Observability (services)

  1. What observability is implemented in the service? (Logs, structured logs, metrics, alerts, notifications, dashboards, tracing, error reports, etc.)

  2. What/How is system health monitored?

  3. How do you learn about problems/incidents?

  4. How do you know what "normal operation" is?

Data policies (services)

  1. Capture: What data is captured by the system? Where is data stored? (records, backups, logs, metrics, records, etc) Where is personal data is captured? (ip addresses, history, credit cards, identifiers, etc)

  2. Access: Who has access to the data? How is access granted/revoked? Does access expire automatically or is it manually maintained? Are there records of access requests?

  3. Usage: What can people who have access to the data do with the data? Can it be combined with other data? Can it be exported to other systems? Can it be exported? Is it sent to other systems?

  4. Retention: How long is data retained? Does it expire automatically?

Security

  1. What processes watch for security issues in dependencies and dependencies of dependencies?

  2. Is there a security policy for this project? Is it written down? Is the process working?

Part 4: What is the current status?

  1. What periodic maintenance is required for the project? Is it written down somewhere? When was it last performed?

  2. When was the last deployment/release? What has changed since then? Is the project deployable/releasable now?

  3. Are dependencies up-to-date? Are any of the dependencies in use obsolete, abandoned, or deprecated?

  4. Are there things that are important or required, but not covered by tests?

  5. When was the last security review done on the project? What was the outcome? Are there any security issues in the project? Are there security issues with dependencies? Should it have another security review?

  6. When was the last risk assessment done? Something that would cover risks from the data stored, the access required, etc.

  7. Are there any in-progress projects? Technical debt cleanup? Migrations? What state are they in? What's the urgency?

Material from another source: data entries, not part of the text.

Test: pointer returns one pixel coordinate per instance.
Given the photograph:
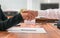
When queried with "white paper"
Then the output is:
(27, 30)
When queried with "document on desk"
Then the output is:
(27, 30)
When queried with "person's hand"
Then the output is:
(29, 14)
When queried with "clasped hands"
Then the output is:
(29, 14)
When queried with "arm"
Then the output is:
(2, 16)
(10, 22)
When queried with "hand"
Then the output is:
(29, 14)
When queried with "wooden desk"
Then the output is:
(52, 32)
(46, 20)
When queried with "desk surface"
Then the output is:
(52, 32)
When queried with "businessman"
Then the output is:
(7, 23)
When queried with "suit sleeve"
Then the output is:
(10, 22)
(2, 16)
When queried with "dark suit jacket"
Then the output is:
(7, 23)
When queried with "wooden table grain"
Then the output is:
(52, 32)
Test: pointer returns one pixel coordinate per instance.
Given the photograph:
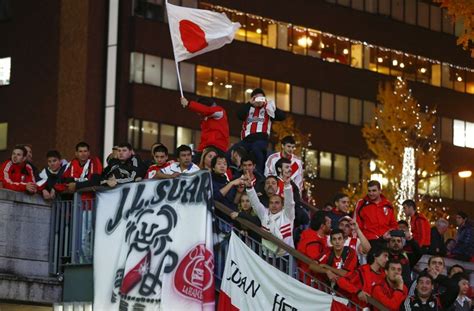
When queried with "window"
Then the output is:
(170, 78)
(152, 70)
(325, 165)
(297, 99)
(342, 108)
(327, 106)
(340, 167)
(149, 134)
(188, 77)
(283, 96)
(3, 136)
(313, 103)
(136, 68)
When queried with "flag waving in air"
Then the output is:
(195, 31)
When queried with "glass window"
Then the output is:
(397, 9)
(470, 82)
(459, 136)
(136, 68)
(447, 130)
(204, 81)
(357, 55)
(410, 12)
(354, 170)
(269, 88)
(221, 84)
(371, 6)
(152, 70)
(314, 44)
(167, 136)
(355, 116)
(447, 186)
(297, 99)
(254, 29)
(423, 14)
(251, 83)
(446, 79)
(134, 132)
(282, 42)
(469, 135)
(188, 79)
(283, 96)
(313, 103)
(384, 7)
(300, 40)
(327, 107)
(269, 33)
(340, 167)
(342, 108)
(184, 136)
(369, 110)
(435, 18)
(459, 78)
(3, 136)
(170, 78)
(458, 187)
(358, 5)
(149, 134)
(242, 19)
(325, 165)
(311, 163)
(237, 87)
(448, 26)
(469, 189)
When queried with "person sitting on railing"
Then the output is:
(82, 171)
(359, 283)
(17, 175)
(313, 241)
(288, 146)
(391, 292)
(338, 260)
(183, 166)
(341, 205)
(425, 298)
(278, 217)
(160, 155)
(246, 212)
(354, 238)
(127, 168)
(49, 183)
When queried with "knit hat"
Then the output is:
(257, 91)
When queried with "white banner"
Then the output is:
(153, 246)
(250, 283)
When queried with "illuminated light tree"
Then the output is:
(399, 122)
(462, 11)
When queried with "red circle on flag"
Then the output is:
(193, 37)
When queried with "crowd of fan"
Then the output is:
(360, 254)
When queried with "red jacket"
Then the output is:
(312, 245)
(421, 230)
(375, 219)
(16, 176)
(388, 296)
(361, 279)
(214, 126)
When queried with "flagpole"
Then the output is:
(179, 76)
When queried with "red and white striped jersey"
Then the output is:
(257, 121)
(296, 168)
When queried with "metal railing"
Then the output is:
(72, 238)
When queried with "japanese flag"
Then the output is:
(195, 31)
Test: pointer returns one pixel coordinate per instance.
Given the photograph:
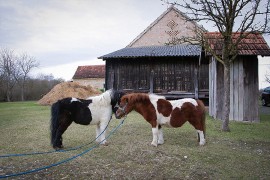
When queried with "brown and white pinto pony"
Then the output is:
(158, 111)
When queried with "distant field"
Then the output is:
(243, 153)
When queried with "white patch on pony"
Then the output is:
(74, 100)
(160, 137)
(160, 118)
(202, 139)
(155, 137)
(179, 103)
(101, 111)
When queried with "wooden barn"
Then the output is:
(172, 71)
(244, 87)
(90, 75)
(153, 63)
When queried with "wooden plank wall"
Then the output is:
(243, 89)
(169, 74)
(251, 89)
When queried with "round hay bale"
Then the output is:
(68, 89)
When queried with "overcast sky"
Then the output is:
(65, 34)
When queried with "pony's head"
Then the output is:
(115, 99)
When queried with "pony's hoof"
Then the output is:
(202, 143)
(154, 144)
(105, 144)
(57, 148)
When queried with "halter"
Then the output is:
(122, 109)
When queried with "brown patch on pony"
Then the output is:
(140, 102)
(195, 115)
(164, 107)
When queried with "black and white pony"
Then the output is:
(96, 110)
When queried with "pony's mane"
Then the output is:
(102, 99)
(139, 97)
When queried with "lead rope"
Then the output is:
(65, 160)
(54, 151)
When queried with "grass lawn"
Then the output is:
(243, 153)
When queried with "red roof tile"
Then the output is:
(253, 44)
(95, 71)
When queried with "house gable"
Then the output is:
(95, 71)
(166, 29)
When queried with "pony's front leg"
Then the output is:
(101, 134)
(155, 136)
(201, 137)
(160, 136)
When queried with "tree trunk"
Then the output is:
(8, 92)
(226, 103)
(22, 93)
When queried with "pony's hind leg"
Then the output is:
(201, 137)
(160, 135)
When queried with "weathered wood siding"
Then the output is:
(243, 89)
(169, 74)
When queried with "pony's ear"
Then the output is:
(126, 99)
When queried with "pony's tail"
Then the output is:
(54, 120)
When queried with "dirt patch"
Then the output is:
(68, 89)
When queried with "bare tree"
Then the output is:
(14, 69)
(25, 64)
(7, 70)
(228, 16)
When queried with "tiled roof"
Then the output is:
(155, 51)
(95, 71)
(252, 44)
(171, 8)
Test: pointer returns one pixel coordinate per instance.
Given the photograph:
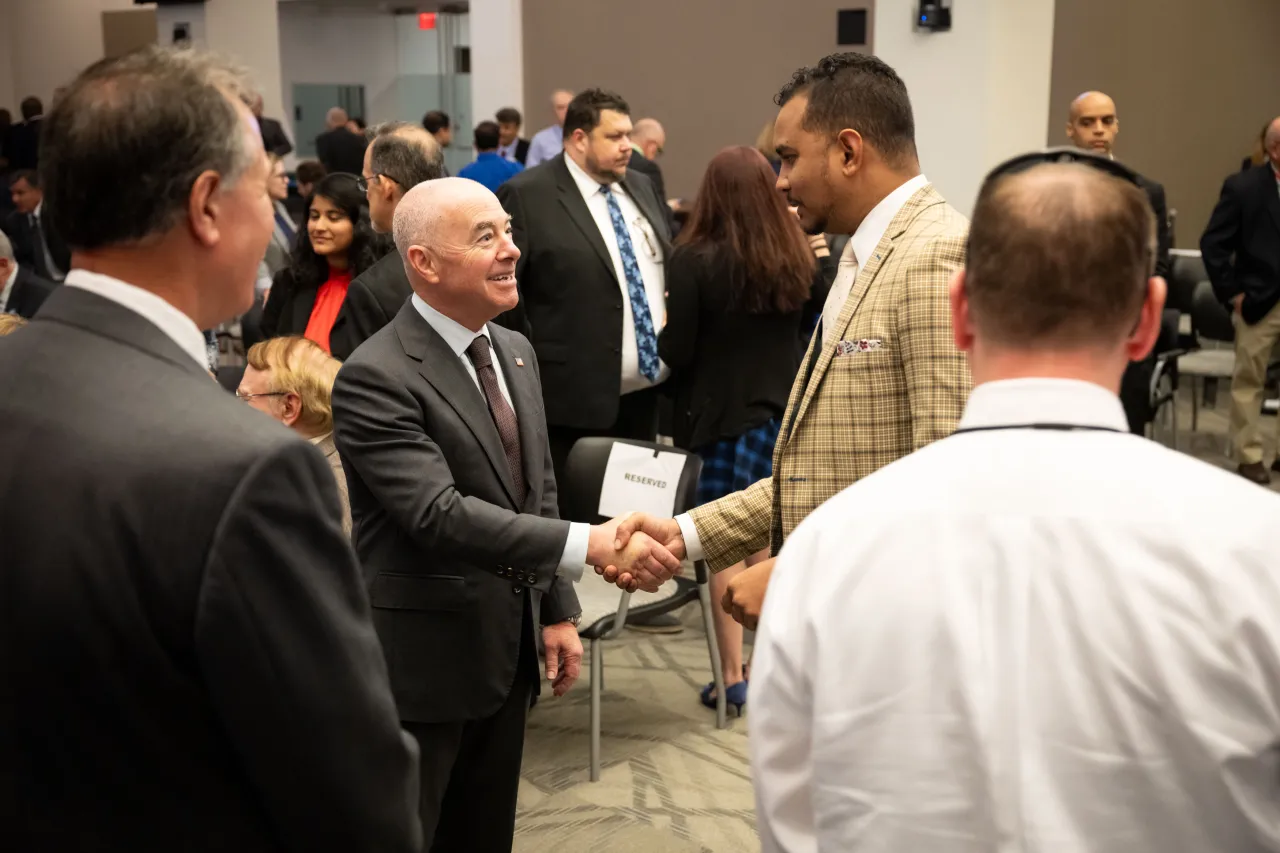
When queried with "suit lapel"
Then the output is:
(526, 400)
(444, 372)
(571, 197)
(919, 201)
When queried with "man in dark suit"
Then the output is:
(511, 146)
(1242, 255)
(439, 425)
(593, 238)
(1093, 124)
(274, 138)
(22, 292)
(24, 137)
(400, 158)
(186, 647)
(338, 149)
(36, 241)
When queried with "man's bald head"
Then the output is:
(1059, 259)
(455, 238)
(649, 136)
(1092, 122)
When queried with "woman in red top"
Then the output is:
(339, 243)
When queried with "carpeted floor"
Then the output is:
(671, 781)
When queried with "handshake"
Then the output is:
(636, 551)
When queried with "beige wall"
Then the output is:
(707, 71)
(1193, 83)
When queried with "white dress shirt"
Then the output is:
(1027, 641)
(858, 254)
(176, 324)
(458, 337)
(648, 251)
(7, 292)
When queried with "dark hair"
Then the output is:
(435, 121)
(741, 217)
(310, 172)
(366, 247)
(584, 110)
(1059, 255)
(161, 117)
(862, 92)
(30, 176)
(406, 154)
(487, 136)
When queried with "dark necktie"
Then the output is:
(503, 418)
(40, 251)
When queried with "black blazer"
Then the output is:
(274, 138)
(22, 233)
(186, 647)
(341, 150)
(443, 538)
(1160, 206)
(570, 299)
(731, 370)
(374, 297)
(30, 292)
(1240, 245)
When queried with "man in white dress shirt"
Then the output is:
(186, 646)
(1042, 633)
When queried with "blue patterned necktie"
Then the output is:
(647, 340)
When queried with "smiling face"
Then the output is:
(329, 229)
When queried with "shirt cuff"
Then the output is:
(574, 559)
(693, 544)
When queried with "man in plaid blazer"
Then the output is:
(882, 377)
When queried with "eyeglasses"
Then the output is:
(1024, 162)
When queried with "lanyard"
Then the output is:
(1060, 428)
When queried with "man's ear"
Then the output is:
(851, 149)
(205, 208)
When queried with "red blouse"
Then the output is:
(329, 300)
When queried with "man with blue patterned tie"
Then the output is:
(593, 240)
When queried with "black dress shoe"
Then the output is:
(1255, 473)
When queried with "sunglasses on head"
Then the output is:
(1024, 162)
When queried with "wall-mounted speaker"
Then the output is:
(933, 16)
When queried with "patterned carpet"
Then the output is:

What's the next steps?

  8. What urgent things need to be done on this project?

Outcomes

I work through the questions that are pertinent to the thing I'm auditing and answers and often that surfaces other questions that need answers. I keep iterating over that until I end up with two things:

  1. An audit document.

    I can refer to this document when other people ask me questions.

    I can use this document to update and improve existing project documentation which might be unmaintained or missing important things.

    I can show this document to my manager, co-workers, co-maintainers, and other people so they're familiar with the project.

    I can use this document as an example of the quality of work I do for future promotions.

  2. A prioritized list of things to do next.

    Some of the things will already be in an issue tracker. Some of the things will not be.

    I make sure the things I discover need to be done are all in the issue tracker and there's some rough idea of priority.

    I don't worry about capturing all the things that need to be done.

    Having a triaged list of issues enables me to know what to work on next.

Last thoughts

In Summer of 2019, my co-worker and I managed to pick up 5 additional services in various states of disrepair, audit them, and get them into a maintainable state. We couldn't have done that without being methodical about picking up projects.

I find this is helpful for joining existing projects that are actively maintained as well.

If you find this helpful, let me know!